Legendarny komentator sportowy Tomasz Zimoch został zawieszony w obowiązkach pracowniczych. Powodem jest udzielony wywiad, w którym skrytykował obecną władzę.

„W związku z wywiadem, jakiego udzielił red. Tomasz Zimoch, używając sformułowań i gestów naruszających dobre imię Polskiego Radia, czym złamał Uchwałę Zarządu Polskiego Radia z 2004 roku dotyczącą przestrzegania etyki zawodowej, Zarząd Polskiego Radia skierował sprawę do Komisji Etyki Polskiego Radia. Jednocześnie Zarząd Polskiego Radia zawiesił red.

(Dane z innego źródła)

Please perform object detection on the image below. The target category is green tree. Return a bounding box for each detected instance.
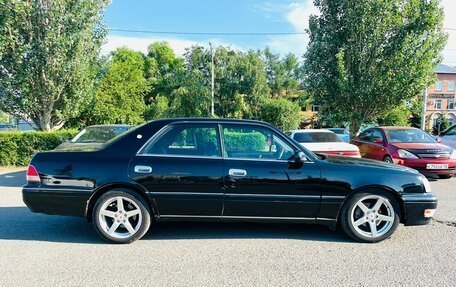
[84,48,149,124]
[263,48,303,98]
[147,42,184,75]
[260,98,301,131]
[0,0,108,131]
[432,115,450,135]
[378,105,411,126]
[304,0,447,140]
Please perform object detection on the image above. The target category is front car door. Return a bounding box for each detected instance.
[129,123,223,219]
[441,126,456,149]
[353,129,372,158]
[221,124,321,222]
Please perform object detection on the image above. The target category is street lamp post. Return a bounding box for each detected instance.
[209,42,215,117]
[421,87,427,131]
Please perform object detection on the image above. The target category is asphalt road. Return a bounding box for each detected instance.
[0,170,456,286]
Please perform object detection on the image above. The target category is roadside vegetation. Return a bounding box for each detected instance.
[0,0,446,136]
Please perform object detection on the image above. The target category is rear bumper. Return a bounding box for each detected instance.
[22,185,92,216]
[402,193,437,225]
[394,158,456,175]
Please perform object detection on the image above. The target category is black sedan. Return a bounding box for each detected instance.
[22,119,437,243]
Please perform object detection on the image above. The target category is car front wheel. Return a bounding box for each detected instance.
[92,190,151,243]
[341,192,400,242]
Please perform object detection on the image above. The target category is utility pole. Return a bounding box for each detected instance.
[209,42,215,117]
[421,87,427,131]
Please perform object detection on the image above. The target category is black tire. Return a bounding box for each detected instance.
[439,174,453,179]
[339,190,400,243]
[92,189,152,244]
[383,155,394,163]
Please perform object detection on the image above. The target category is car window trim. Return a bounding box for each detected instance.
[136,121,315,163]
[219,123,306,162]
[136,122,223,158]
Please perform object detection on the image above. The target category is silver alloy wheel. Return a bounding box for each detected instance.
[98,196,142,239]
[350,195,395,238]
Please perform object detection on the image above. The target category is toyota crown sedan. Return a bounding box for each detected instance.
[22,119,437,243]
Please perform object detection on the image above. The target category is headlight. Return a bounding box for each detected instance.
[397,149,418,158]
[450,149,456,159]
[421,176,431,193]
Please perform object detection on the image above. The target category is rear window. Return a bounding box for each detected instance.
[293,132,342,143]
[328,129,347,135]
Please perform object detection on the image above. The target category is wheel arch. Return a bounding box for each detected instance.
[85,182,157,222]
[337,185,405,225]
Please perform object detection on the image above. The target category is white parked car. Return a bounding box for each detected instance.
[287,129,361,157]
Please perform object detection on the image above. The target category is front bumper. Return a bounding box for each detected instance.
[393,158,456,175]
[22,185,92,216]
[402,193,437,225]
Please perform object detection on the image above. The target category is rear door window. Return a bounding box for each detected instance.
[358,130,372,142]
[370,130,383,142]
[141,124,221,157]
[222,125,294,160]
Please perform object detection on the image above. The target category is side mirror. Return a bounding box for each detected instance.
[293,151,307,162]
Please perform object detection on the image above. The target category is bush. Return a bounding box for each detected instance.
[0,130,77,166]
[261,98,301,131]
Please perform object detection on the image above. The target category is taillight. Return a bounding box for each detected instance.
[26,165,41,183]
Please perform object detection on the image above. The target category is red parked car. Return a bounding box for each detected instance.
[352,127,456,178]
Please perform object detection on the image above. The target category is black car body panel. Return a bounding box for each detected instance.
[23,119,437,231]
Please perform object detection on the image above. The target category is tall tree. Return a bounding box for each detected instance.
[263,48,303,98]
[304,0,446,140]
[0,0,109,131]
[83,48,149,124]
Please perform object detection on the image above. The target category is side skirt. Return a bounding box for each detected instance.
[156,215,337,230]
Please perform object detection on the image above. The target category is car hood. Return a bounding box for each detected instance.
[324,155,418,173]
[54,142,103,152]
[301,142,359,152]
[390,142,449,151]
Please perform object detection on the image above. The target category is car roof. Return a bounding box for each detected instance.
[377,126,417,130]
[290,129,333,133]
[85,124,132,128]
[146,118,273,127]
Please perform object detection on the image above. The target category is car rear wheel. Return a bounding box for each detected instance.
[92,190,151,243]
[341,191,400,242]
[383,155,393,163]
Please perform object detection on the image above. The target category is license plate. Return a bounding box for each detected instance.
[426,164,448,169]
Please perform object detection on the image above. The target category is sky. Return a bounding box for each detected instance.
[103,0,456,66]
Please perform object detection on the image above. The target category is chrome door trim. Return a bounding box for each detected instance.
[134,165,152,173]
[228,168,247,176]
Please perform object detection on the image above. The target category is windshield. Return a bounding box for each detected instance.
[293,132,342,143]
[71,126,131,143]
[385,129,436,143]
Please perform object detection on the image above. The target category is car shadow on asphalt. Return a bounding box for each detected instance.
[0,170,26,187]
[0,206,352,244]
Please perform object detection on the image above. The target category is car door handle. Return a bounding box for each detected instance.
[135,165,152,173]
[228,168,247,176]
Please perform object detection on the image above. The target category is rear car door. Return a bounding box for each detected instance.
[221,124,321,221]
[129,123,223,219]
[366,129,386,160]
[441,126,456,149]
[353,129,372,158]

Tomasza Zimocha w pełnieniu obowiązków pracowniczych” – czytamy w oświadczeniu Polskiego Radia.

W niedawnym wywiadzie Zimoch odniósł się do bieżących wydarzeń politycznych i poczynań obecnej władzy. „Jest gorzej niż w stanie wojennym, gorzej niż za komuny. To jest poniżanie dziennikarzy, wydawców. Ludzie są upokorzeni, zmęczeni. (…) Za kilkanaście lat Andrzej Rzepliński będzie bohaterem narodowym” – powiedział dziennikarz.

Bezpośrednio po zdarzeniu Polskie Radio wydało oświadczenie, w którym czytamy: „Mocno jednostronne i nieobiektywne wypowiedzi red. Zimocha naruszają etykę zawodową, są niegodne dziennikarza i łamią zasady, jakimi chce się kierować Polskie Radio. Jak można interpretować ilustrujący wywiad gest red. Zimocha, gest który podczas olimpiady w Moskwie miał swój ciężar gatunkowy, natomiast obecnie jest po prostu wulgarny? W czyją stronę jest skierowany? Redaktor Zimoch swoimi wypowiedziami, jak i gestem, być może chce sprowokować wojnę, której w Polskim Radiu nie ma”.